Richard Ronald, University of Amsterdam
The inequalities and inequities that housing markets generate have become a cross-national issue in the last decade or so. In Australia, the UK and the US, discussions of “Generation Rent” have taken centre stage.
In the generational debate, older, asset-wealthy owner-occupiers advantaged by previously more stable lending conditions and historic house price trends have been pitted against younger cohorts. The latter have been priced out of the home buyers’ market and pushed into rental housing in ostensible perpetuity.
Evidence of just what “Generation Rent” is and, more importantly, why it matters have, however, been somewhat fuzzier.
Economies and security built on housing
One reason declining access to home ownership for younger people is of such concern is that housing is much more than housing. The wealth accumulated in our homes over our lifetimes has come to represent economic security and a means to live more comfortably in old age.
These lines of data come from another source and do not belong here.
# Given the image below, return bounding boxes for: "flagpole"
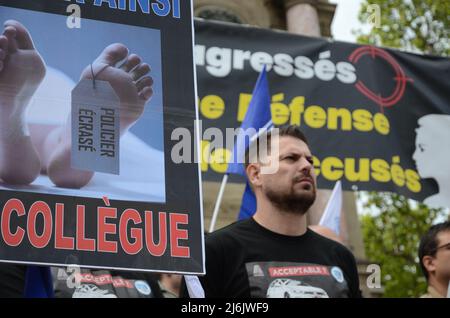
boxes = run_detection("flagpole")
[209,173,228,233]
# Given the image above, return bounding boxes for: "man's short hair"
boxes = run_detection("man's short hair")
[245,125,308,168]
[419,221,450,280]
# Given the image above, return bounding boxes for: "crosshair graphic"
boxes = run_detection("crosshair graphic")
[349,46,413,113]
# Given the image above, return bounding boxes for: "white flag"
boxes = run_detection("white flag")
[184,275,205,298]
[319,180,342,235]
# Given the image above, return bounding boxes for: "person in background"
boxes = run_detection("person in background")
[419,221,450,298]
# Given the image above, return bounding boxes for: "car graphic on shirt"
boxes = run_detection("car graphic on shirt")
[267,278,329,298]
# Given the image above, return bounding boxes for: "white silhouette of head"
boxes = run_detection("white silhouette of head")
[413,114,450,208]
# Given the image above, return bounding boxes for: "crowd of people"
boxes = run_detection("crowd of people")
[0,126,450,298]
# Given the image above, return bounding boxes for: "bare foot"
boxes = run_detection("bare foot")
[0,20,45,184]
[47,43,153,188]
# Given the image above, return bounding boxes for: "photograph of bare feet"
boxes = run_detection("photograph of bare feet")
[0,7,165,202]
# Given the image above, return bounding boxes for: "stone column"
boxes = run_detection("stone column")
[284,0,321,37]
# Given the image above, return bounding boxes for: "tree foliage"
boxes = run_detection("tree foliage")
[356,0,450,56]
[356,0,450,297]
[361,192,447,297]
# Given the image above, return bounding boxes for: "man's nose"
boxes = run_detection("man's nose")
[300,157,313,173]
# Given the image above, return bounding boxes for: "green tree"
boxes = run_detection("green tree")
[356,0,450,297]
[360,192,447,297]
[356,0,450,56]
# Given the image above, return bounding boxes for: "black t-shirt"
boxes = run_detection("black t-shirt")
[200,218,361,298]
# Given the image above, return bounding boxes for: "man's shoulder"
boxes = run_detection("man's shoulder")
[206,219,252,242]
[309,230,354,258]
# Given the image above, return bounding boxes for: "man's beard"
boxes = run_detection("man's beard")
[266,179,316,215]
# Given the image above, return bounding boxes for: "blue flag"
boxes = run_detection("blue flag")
[227,67,273,220]
[24,265,54,298]
[226,67,273,176]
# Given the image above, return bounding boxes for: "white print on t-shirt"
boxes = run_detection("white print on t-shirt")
[253,265,264,277]
[267,278,329,298]
[331,266,344,283]
[72,284,117,298]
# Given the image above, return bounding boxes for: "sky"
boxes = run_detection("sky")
[329,0,369,43]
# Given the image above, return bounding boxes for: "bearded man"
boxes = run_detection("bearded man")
[200,126,361,298]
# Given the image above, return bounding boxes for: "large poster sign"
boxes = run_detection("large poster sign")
[0,0,204,273]
[195,21,450,206]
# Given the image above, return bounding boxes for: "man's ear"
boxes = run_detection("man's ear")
[245,163,261,187]
[422,255,436,273]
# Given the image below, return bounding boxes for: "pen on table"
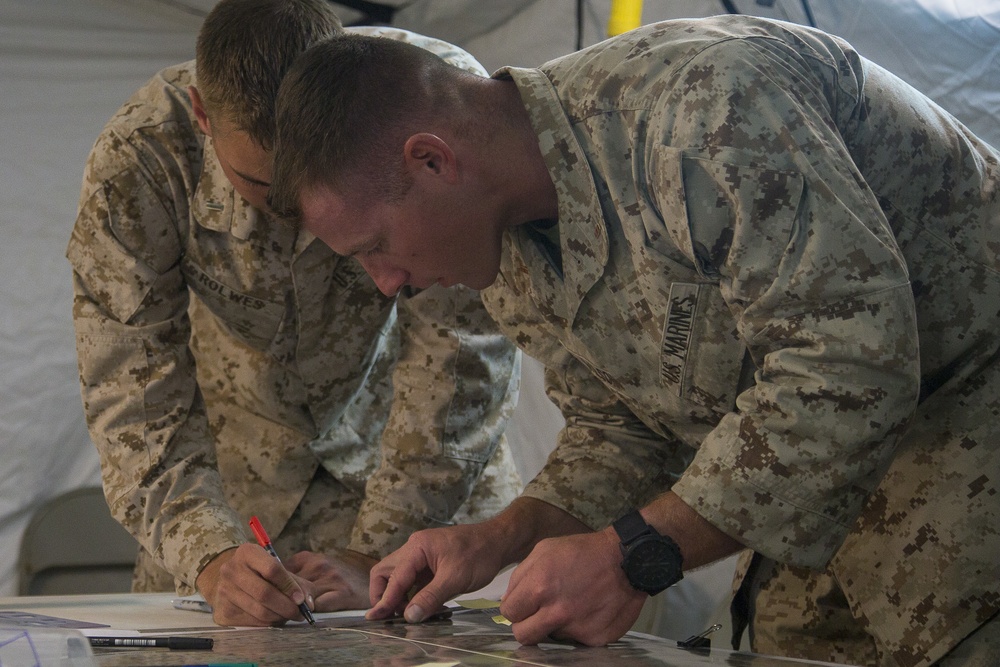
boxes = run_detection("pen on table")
[141,662,257,667]
[250,516,316,625]
[88,637,214,651]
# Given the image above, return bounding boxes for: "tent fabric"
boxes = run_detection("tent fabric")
[0,0,1000,636]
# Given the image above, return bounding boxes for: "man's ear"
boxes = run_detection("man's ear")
[403,132,458,183]
[188,86,212,137]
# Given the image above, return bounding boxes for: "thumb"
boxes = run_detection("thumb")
[403,580,452,623]
[277,568,306,604]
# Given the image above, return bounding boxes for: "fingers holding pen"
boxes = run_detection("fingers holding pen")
[207,544,306,626]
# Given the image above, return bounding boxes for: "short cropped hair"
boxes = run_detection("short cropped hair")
[195,0,343,150]
[268,35,458,224]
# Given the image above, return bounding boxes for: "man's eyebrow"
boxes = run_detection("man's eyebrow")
[233,169,271,188]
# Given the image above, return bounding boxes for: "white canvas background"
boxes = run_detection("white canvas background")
[0,0,1000,637]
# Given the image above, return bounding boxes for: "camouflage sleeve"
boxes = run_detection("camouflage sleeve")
[648,40,920,567]
[521,350,694,530]
[67,122,245,585]
[348,27,488,76]
[350,286,520,557]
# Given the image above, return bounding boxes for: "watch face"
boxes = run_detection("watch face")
[622,536,681,594]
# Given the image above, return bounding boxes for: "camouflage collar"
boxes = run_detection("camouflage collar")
[191,137,304,255]
[493,67,608,322]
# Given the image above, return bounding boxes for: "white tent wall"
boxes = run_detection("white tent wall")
[0,0,1000,637]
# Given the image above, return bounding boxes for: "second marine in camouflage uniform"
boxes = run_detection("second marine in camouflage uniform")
[483,18,1000,665]
[67,30,520,592]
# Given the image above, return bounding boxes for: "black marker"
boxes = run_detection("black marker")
[88,637,214,651]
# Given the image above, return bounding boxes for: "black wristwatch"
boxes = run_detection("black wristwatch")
[613,510,684,595]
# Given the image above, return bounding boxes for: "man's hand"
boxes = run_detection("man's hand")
[196,543,311,625]
[500,528,648,646]
[365,497,589,623]
[365,522,506,623]
[284,550,376,612]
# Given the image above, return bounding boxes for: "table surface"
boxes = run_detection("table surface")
[0,593,844,667]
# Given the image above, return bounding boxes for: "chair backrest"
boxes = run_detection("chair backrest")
[18,486,138,595]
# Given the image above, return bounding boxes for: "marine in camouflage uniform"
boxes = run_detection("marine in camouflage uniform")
[67,29,520,593]
[472,17,1000,666]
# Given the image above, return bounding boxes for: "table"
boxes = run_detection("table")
[0,593,844,667]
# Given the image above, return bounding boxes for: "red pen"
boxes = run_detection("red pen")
[250,516,316,625]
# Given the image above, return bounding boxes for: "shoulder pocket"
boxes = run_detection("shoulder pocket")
[647,146,804,306]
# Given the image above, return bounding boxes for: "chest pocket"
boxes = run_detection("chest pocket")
[183,256,285,349]
[658,282,746,416]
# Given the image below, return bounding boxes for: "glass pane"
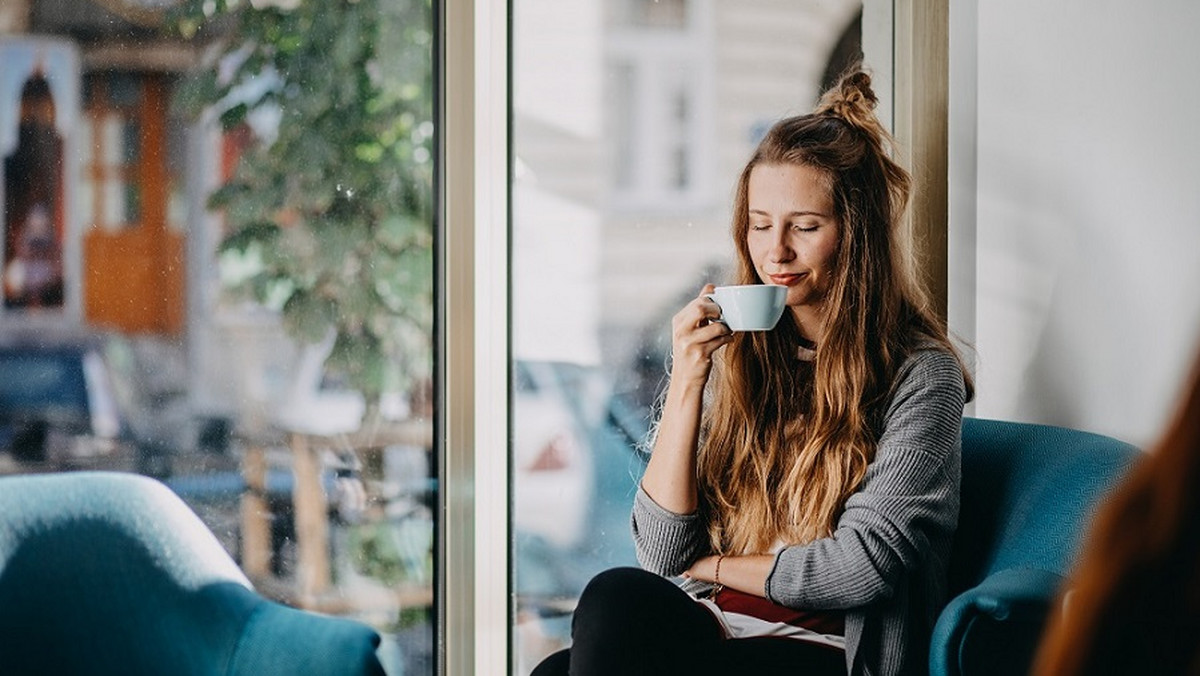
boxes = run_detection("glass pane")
[0,0,438,676]
[511,0,860,675]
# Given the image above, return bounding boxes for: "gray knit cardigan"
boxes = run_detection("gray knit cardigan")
[632,349,965,676]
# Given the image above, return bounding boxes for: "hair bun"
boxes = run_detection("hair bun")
[816,66,878,128]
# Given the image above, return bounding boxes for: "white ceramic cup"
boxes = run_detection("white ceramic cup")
[708,285,787,331]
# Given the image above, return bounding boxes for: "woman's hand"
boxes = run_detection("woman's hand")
[671,285,733,385]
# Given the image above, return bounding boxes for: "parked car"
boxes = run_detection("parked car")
[0,339,139,471]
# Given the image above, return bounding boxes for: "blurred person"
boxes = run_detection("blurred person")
[533,68,972,676]
[1033,345,1200,676]
[4,203,62,307]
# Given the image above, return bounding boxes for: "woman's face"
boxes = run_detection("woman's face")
[746,164,841,324]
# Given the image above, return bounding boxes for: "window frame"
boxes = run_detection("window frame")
[434,0,949,676]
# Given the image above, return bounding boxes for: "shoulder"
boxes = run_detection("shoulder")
[893,343,966,390]
[883,346,966,449]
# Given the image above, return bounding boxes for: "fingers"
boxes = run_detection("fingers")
[672,285,733,379]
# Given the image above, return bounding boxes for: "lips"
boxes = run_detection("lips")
[767,273,804,286]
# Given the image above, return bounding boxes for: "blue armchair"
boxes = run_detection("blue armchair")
[929,418,1140,676]
[0,472,384,676]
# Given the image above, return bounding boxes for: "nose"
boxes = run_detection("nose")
[767,228,796,263]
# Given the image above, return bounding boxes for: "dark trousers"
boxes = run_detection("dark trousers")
[532,568,846,676]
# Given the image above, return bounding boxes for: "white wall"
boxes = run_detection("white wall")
[952,0,1200,445]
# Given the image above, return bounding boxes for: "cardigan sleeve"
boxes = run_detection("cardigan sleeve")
[764,349,966,609]
[631,487,708,578]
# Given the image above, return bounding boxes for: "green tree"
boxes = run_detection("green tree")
[173,0,433,417]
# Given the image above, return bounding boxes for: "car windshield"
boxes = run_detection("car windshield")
[0,352,89,419]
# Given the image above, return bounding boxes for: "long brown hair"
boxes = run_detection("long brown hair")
[1033,348,1200,676]
[698,70,970,554]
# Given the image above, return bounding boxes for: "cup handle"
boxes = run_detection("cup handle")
[704,293,725,324]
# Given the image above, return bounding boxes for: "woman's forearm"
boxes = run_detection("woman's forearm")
[684,554,775,597]
[642,382,704,514]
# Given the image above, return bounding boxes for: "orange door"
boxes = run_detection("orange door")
[83,73,186,335]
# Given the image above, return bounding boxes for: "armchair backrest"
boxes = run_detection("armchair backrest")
[929,418,1140,676]
[949,418,1140,596]
[0,472,383,676]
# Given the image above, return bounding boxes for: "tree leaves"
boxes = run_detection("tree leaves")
[166,0,433,411]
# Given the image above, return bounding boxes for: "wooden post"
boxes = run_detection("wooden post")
[241,444,271,580]
[0,0,34,35]
[894,0,949,318]
[290,433,330,608]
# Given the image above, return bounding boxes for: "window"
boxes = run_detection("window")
[510,0,862,675]
[604,0,715,209]
[7,0,439,674]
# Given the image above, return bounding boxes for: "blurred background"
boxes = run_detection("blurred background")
[0,0,1200,675]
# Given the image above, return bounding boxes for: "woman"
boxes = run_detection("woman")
[534,71,971,676]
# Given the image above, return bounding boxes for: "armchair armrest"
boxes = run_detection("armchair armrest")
[929,568,1063,676]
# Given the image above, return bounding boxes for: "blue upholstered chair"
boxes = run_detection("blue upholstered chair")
[0,472,384,676]
[930,418,1139,676]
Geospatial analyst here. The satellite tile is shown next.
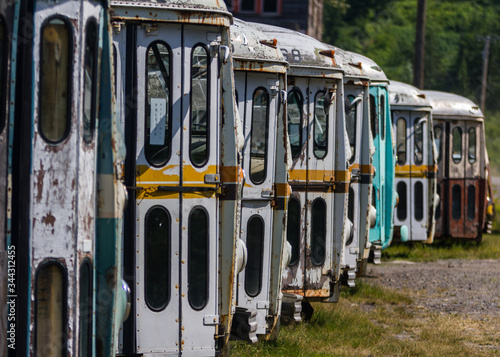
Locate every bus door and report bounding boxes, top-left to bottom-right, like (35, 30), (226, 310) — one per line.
(409, 112), (430, 241)
(434, 119), (446, 237)
(464, 121), (486, 238)
(344, 86), (367, 272)
(304, 78), (336, 298)
(282, 82), (309, 295)
(135, 24), (220, 354)
(235, 72), (279, 334)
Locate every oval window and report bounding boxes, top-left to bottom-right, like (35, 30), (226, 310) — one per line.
(414, 181), (424, 222)
(396, 118), (406, 166)
(311, 198), (326, 265)
(286, 89), (303, 159)
(245, 216), (264, 297)
(250, 88), (269, 184)
(468, 128), (476, 164)
(38, 18), (73, 143)
(286, 197), (300, 265)
(144, 206), (171, 311)
(313, 92), (328, 159)
(189, 45), (210, 167)
(83, 20), (98, 143)
(144, 41), (172, 167)
(451, 126), (462, 164)
(434, 125), (443, 162)
(467, 185), (476, 221)
(35, 263), (68, 357)
(188, 208), (209, 310)
(451, 185), (462, 221)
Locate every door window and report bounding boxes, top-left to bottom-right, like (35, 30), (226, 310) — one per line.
(311, 198), (326, 265)
(396, 118), (406, 166)
(189, 45), (210, 167)
(144, 41), (171, 167)
(313, 92), (328, 159)
(250, 88), (269, 184)
(451, 185), (462, 221)
(345, 95), (358, 164)
(39, 18), (73, 143)
(396, 181), (408, 221)
(287, 89), (303, 159)
(468, 128), (476, 164)
(451, 126), (462, 164)
(286, 197), (300, 265)
(413, 118), (424, 165)
(245, 215), (264, 296)
(83, 20), (98, 143)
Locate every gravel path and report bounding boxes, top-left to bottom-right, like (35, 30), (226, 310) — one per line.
(364, 260), (500, 318)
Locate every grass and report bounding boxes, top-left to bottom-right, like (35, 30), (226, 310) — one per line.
(231, 281), (500, 357)
(231, 224), (500, 357)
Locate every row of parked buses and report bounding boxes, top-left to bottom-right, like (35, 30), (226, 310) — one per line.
(0, 0), (494, 357)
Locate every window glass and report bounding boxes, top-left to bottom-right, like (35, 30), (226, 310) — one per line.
(451, 126), (462, 164)
(370, 94), (378, 139)
(83, 20), (97, 143)
(434, 125), (443, 162)
(80, 260), (93, 357)
(413, 118), (424, 165)
(144, 41), (172, 166)
(0, 19), (7, 133)
(144, 207), (171, 311)
(396, 118), (406, 166)
(39, 18), (72, 143)
(240, 0), (255, 12)
(396, 181), (408, 221)
(311, 198), (326, 265)
(188, 208), (209, 310)
(345, 186), (354, 245)
(245, 216), (264, 296)
(379, 94), (385, 140)
(262, 0), (278, 13)
(286, 89), (303, 159)
(467, 185), (476, 221)
(451, 185), (462, 221)
(345, 95), (358, 163)
(189, 45), (210, 166)
(468, 128), (476, 164)
(35, 263), (67, 357)
(286, 197), (300, 265)
(313, 92), (328, 159)
(250, 88), (269, 184)
(436, 184), (442, 220)
(414, 181), (424, 222)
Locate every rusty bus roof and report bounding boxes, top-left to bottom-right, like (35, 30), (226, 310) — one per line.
(111, 0), (233, 27)
(423, 90), (484, 119)
(230, 18), (288, 73)
(251, 22), (342, 76)
(389, 81), (431, 109)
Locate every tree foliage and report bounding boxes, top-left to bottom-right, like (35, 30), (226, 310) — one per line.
(323, 0), (500, 111)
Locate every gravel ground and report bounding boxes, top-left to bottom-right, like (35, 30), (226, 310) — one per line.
(363, 260), (500, 318)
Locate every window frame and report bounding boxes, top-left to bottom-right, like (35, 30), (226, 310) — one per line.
(37, 15), (75, 146)
(144, 40), (173, 167)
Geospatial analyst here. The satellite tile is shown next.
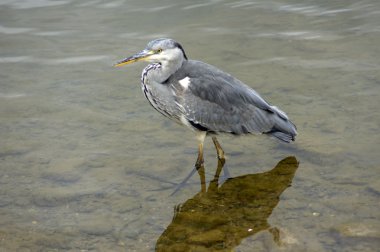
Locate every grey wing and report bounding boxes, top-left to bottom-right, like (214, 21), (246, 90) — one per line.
(171, 59), (296, 142)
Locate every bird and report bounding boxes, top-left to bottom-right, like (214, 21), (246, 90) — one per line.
(114, 38), (297, 169)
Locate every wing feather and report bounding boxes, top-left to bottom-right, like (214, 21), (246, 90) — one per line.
(169, 60), (296, 141)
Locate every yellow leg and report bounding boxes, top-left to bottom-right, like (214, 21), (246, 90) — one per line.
(212, 136), (226, 164)
(195, 132), (206, 192)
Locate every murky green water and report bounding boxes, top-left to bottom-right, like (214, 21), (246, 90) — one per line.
(0, 0), (380, 251)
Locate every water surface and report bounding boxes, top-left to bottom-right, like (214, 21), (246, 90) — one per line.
(0, 0), (380, 251)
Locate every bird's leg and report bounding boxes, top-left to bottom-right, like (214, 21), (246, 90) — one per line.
(195, 131), (206, 192)
(212, 136), (231, 182)
(212, 136), (226, 165)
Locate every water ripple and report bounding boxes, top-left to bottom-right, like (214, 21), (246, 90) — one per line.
(0, 55), (110, 65)
(0, 0), (71, 9)
(0, 25), (34, 34)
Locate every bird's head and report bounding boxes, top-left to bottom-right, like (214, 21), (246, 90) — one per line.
(115, 38), (187, 67)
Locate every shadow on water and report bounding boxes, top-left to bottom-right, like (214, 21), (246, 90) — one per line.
(156, 157), (298, 251)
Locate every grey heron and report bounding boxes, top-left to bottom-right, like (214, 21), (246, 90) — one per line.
(115, 38), (297, 169)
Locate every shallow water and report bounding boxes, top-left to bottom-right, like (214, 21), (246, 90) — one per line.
(0, 0), (380, 251)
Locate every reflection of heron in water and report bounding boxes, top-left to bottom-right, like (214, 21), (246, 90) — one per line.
(156, 157), (298, 251)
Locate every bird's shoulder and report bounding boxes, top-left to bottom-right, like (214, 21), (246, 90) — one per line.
(170, 60), (272, 111)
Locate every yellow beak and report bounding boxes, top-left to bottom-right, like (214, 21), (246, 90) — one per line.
(114, 50), (154, 67)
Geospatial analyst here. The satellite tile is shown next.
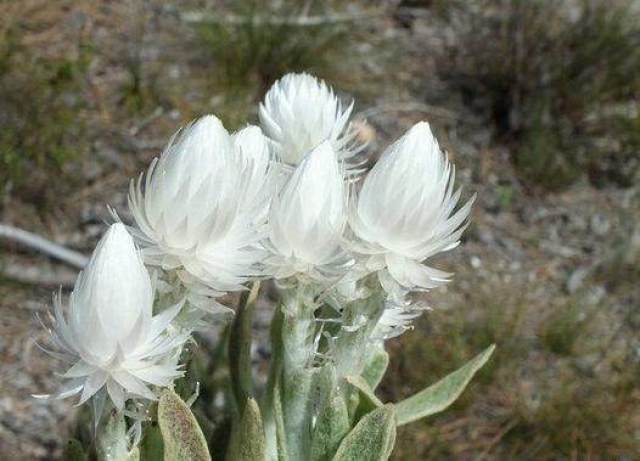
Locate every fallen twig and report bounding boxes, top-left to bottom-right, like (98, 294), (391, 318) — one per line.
(0, 224), (89, 269)
(181, 10), (387, 27)
(354, 102), (468, 122)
It’s seen as a buffer in times of hardship – buying a home is an implicit part of the welfare system in many contexts.
Governments have largely nurtured this. They often support or even fund the growth of home ownership and protect property value increases. It has become increasingly evident, however, that this approach to housing markets as a kind of welfare policy has fundamental limitations.
For one thing, the global financial crisis of almost a decade ago demonstrated how deeply rooted and transnational housing finance has become. A welfare system that relies on home ownership in a globalised era is thus critically vulnerable.